44. However, Mashaw and Harfst do not discuss the thesis of their Yale Law School mentor, Guido Calabresi, in the seminal work, The Costs of Accidents: A Legal and Economic Analysis (New Haven, 1970). Put simply, according to Calabresi, the overall objective of accident law should be to minimize costs, including the costs resulting from accidents (such as the loss of the value of a human life), the costs of avoiding accidents (such as the economic impact of reducing speed limits), and the costs of reducing the severity of accidents (such as the cost of making more crashworthy vehicles). It has been argued that the congressional intent in the Motor Vehicle Safety Act, as amended, was to “reduce the sum of both the cost of accidents and the cost of preventing accidents” (Nager, “Auto Recalls and the Pursuit of Safety,” 301–328) and that the real failure of NHTSA has been its inability to make decisions with these goals in mind.

45. Japan's inroads are skimpily mentioned at p. 117, as evidence that the auto industry was “financially weakened” as of 1974.

46. See Crandall et al., Regulating the Automobile, 43, 19, 33.

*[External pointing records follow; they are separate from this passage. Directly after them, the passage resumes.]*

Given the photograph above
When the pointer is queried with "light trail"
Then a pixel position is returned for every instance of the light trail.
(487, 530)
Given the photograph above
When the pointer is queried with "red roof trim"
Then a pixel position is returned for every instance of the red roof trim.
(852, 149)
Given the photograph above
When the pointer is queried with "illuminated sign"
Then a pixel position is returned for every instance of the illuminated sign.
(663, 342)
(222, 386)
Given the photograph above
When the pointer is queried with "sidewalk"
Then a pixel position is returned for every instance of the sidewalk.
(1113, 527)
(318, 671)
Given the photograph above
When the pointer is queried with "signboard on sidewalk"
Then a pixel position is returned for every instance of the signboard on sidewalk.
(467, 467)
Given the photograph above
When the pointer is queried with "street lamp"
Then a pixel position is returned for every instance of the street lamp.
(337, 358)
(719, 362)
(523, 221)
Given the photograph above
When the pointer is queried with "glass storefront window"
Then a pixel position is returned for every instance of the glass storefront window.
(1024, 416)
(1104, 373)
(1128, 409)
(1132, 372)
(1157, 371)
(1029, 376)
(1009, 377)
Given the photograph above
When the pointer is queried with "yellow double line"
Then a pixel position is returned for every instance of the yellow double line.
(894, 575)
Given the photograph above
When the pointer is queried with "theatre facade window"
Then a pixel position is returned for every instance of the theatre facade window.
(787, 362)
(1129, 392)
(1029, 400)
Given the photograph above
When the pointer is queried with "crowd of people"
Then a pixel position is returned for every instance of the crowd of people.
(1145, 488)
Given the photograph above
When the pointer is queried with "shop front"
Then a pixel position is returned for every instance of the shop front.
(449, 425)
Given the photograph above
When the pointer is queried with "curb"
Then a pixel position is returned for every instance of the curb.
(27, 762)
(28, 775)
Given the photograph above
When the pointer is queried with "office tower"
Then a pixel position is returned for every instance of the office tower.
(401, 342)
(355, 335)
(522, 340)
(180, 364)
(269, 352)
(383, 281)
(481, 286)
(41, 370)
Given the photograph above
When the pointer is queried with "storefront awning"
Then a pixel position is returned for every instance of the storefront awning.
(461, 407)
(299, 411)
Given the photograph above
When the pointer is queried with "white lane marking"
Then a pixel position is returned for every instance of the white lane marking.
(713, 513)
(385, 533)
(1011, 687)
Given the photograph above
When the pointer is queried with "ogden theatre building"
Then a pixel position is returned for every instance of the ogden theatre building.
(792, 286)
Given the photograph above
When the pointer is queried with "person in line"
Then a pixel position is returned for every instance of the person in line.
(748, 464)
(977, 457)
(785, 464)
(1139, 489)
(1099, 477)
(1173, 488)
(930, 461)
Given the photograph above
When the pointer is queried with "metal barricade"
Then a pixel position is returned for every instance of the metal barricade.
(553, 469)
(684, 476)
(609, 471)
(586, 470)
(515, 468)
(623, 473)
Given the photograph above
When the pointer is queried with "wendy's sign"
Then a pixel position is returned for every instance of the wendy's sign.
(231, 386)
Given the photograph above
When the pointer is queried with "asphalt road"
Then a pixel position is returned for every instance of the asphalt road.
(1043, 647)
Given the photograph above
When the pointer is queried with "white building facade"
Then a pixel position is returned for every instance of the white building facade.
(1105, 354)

47. Ibid., 40. This is not to say that safety costs are ill-advised. The costs of regulation in 1981 dollars for 10.5 million cars was between $7 and $10 billion, but the total benefits of safety regulation were greater than the costs of safety improvement (79). It is a remarkable fact, not mentioned in Struggle, that many millions of automobile purchasers have apparently willingly incurred these costs. Yet the benefits go not directly to them but to insurance companies and to the comparatively few thousands who (unknown to themselves) have been spared serious injury or death because of safety design changes.

48. As lawyers, Mashaw and Harfst of course are criticizing their own profession, which may make them both overqualified to offer their critique and overconvinced of its significance as an explanation of history.